Two intrepid librarians

Two intrepid librarians review the best nonfiction books for children

Monday, December 11, 2017

Meet Cindy Sherman: Artist. Photographer. Chameleon By Jan Greenberg and Sandra Jordan



Meet Cindy Sherman: Artist. Photographer. Chameleon
By Jan Greenberg and Sandra Jordan.  
Roaring Brook Press. 2017
ISBN: 9781626725201

Note: While Cathy is on Sabbatical, Louise will be writing all the reviews. Cathy will return in March, 2018.
 
There was once a girl who loved playing dress up and pretending to be someone else. “She put tape on her face and pulled it into strange shapes to look like a ghoul. She painted herself with poster paint and took the train into New York city with her friends to spend an afternoon “fake” shopping as the paint peeled off her eyelids.”

In this absorbing biography, Greenberg and Jordan do an excellent job of highlighting the fascinating, creative process of Cindy Sherman. In her work, Untitled Film Stills, Sherman would dress herself up in various costumes and photograph herself in any spot that interested her. When she develop the film it would look cracked and grainy. Sherman wanted her photos to resemble black-and-white film stills that were used to promote movies. The project was done over four years and included sixty-nine images.

To this day, Sherman continues to do many interesting photograph series with herself as the main character. Her ability to totally transform herself is truly amazing.

The narrative is paired throughout with well-captioned color photographs of Sherman’s different art projects.

The book includes a section called Production Notes that takes a deeper look at the artist. One fact that stood out for me was that Sherman was the first woman artist in the world to sell a photograph for $1,000,000.  Other back matter: a bibliography, source notes, lists of artwork by Sherman.

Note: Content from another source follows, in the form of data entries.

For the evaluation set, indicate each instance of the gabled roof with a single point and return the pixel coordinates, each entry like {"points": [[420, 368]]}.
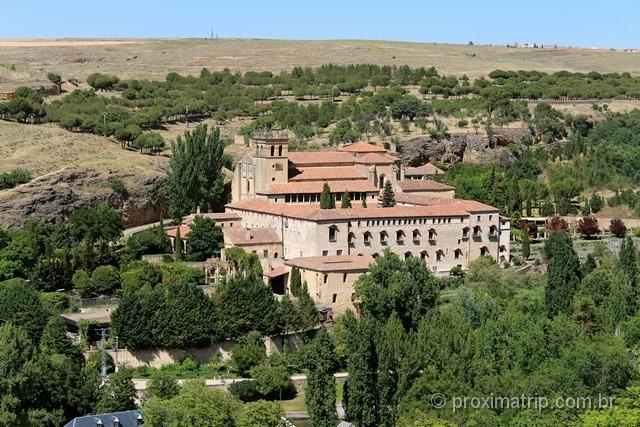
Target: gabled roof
{"points": [[470, 206], [332, 263], [376, 159], [314, 213], [328, 173], [422, 185], [426, 169], [250, 236], [313, 187], [364, 147], [325, 158]]}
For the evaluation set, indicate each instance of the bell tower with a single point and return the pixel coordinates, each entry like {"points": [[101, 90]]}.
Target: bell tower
{"points": [[271, 158]]}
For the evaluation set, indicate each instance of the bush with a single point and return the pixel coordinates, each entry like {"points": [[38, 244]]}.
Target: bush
{"points": [[246, 390]]}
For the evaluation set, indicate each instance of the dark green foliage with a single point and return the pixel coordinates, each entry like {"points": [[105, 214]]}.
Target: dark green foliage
{"points": [[345, 203], [13, 178], [388, 197], [195, 178], [118, 394], [101, 222], [246, 304], [327, 201], [563, 273], [205, 239], [320, 394]]}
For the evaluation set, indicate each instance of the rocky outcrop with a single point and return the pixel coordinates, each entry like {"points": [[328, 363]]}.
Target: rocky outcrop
{"points": [[56, 195]]}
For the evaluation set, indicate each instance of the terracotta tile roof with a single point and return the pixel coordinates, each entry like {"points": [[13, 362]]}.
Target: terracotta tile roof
{"points": [[376, 159], [313, 187], [470, 206], [184, 230], [312, 158], [314, 213], [364, 147], [278, 271], [422, 185], [216, 216], [332, 263], [250, 236], [328, 174], [426, 169]]}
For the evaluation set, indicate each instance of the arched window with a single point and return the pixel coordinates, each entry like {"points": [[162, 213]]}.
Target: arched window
{"points": [[333, 233], [367, 238]]}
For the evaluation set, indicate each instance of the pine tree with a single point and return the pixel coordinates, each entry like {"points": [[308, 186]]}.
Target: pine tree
{"points": [[295, 283], [320, 396], [346, 200], [388, 198], [326, 198], [563, 273]]}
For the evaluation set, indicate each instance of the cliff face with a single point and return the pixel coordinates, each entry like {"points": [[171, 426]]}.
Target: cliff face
{"points": [[461, 146], [57, 195]]}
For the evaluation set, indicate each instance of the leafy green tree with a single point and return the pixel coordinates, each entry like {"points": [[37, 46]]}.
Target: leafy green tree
{"points": [[205, 239], [195, 173], [162, 385], [563, 273], [320, 394], [260, 414], [118, 394], [345, 203], [388, 197], [327, 200], [106, 279]]}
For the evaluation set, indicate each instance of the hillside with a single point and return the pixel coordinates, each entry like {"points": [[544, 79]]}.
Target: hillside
{"points": [[27, 61]]}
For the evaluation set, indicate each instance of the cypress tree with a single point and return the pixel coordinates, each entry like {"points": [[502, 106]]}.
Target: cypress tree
{"points": [[563, 273], [388, 197], [346, 200], [326, 198], [320, 396]]}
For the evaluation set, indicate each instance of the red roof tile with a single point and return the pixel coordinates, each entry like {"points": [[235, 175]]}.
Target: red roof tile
{"points": [[376, 159], [470, 206], [364, 147], [328, 174], [422, 185], [312, 158], [250, 236], [314, 213], [426, 169], [312, 187], [332, 263]]}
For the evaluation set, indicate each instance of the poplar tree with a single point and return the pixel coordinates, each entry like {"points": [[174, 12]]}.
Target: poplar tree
{"points": [[346, 200], [388, 197], [320, 396]]}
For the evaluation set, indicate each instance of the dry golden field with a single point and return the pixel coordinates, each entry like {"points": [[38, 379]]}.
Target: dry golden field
{"points": [[27, 61]]}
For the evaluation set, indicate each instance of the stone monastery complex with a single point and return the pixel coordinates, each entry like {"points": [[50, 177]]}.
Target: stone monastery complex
{"points": [[275, 213]]}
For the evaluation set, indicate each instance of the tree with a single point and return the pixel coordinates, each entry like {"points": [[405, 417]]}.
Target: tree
{"points": [[260, 414], [563, 273], [320, 394], [101, 222], [617, 228], [105, 280], [345, 203], [162, 385], [205, 239], [195, 173], [327, 201], [118, 394], [388, 197], [588, 226]]}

Share this with middle and high school students.

Click here to visit the artist's website for more information about her work.

I borrowed a copy of this book from my local public library.

Monday, December 4, 2017

Many: The Diversity of Life on Earth by Nicola Davies



Many: The Diversity of Life on Earth
Nicola Davies; Illustrated by Emily Sutton
Candlewick Press. 2017
ISBN: 9780763694838

Note: While Cathy is on Sabbatical, Louise is writing all the reviews. Cathy will return March, 2018.

Everywhere you look, from big things like elephants to small things like mushrooms, our planet is teaming with life. We can start counting with one, but keep on counting and we get many species. In this engaging informational picture book, Davies explores the many different kinds of living things that live on Earth and how we are all dependent on one another for survival.

Each double-page spread has folk art style illustrations rendered in watercolor that mirror the simple narrative that is perfect for reading aloud. Some spreads offer captions of more detailed information in a smaller italicized font.  

Woven into the narrative is the message that it is up to us, humans, to save our world. “Human beings are part of the pattern, too, and we need to make sure it stays big, beautiful, and complicated…because we could not keep living on Earth if we had to count down instead of up…from MANY to one.


A perfect companion to Davies and Sutton’s earlier work, Tiny Creatures: the World of Microbes. Pair these with the Sunlight series by Molly Bang and Penny Chisholm.

To write this review, I borrowed a copy of the book from my local public library.

Monday, November 13, 2017

The 57 Bus: a true story of two teenagers and the crime that changed their lives By Dashka Slater



The 57 Bus: a true story of two teenagers and the crime that changed their lives

By Dashka Slater

Farrar Straus Giroux. 2017

ISBN: 9780374303235

Grades 7 and up
Note: While Cathy is out on Sabbatical, Louise is writing all the reviews. Cathy will return February, 2018.


Sasha and Richard were high school students living in Oakland, California. Sasha was middle-class and attended a small, private school. Richard lived in one of the poorer Oakland neighborhoods and attended a large public school. For eight minutes every day their paths crossed on the 57 bus. Then, one afternoon, Richard set fire to Sasha’s skirt. A reckless act that left Sasha with severe burns and Richard charged with two hate crimes and life imprisonment. 


Award-wining journalist, Dashka Slater, chronicles the true story of Sasha and Richard, one wearing a skirt; the other carrying a lighter, and how an implusive decision changed their lives forever. Slater compelling narrative examines race, class, gender, identity, morality, and forgiveness. Divided into four parts, readers are offered an in-depth look at both Sasha and Richard, the fire, and then ties it all together with the trial and aftermath. Chapters are short, but powerful and at times upsetting.


Back matter offers some gender-neutrality milestones, and statistics on US juvenile incarceration.


Highly recommended for libraries serving middle, high school students.

To write this review, I used an Advanced Readers Copy (ARC) from ALA Annual in Chicago.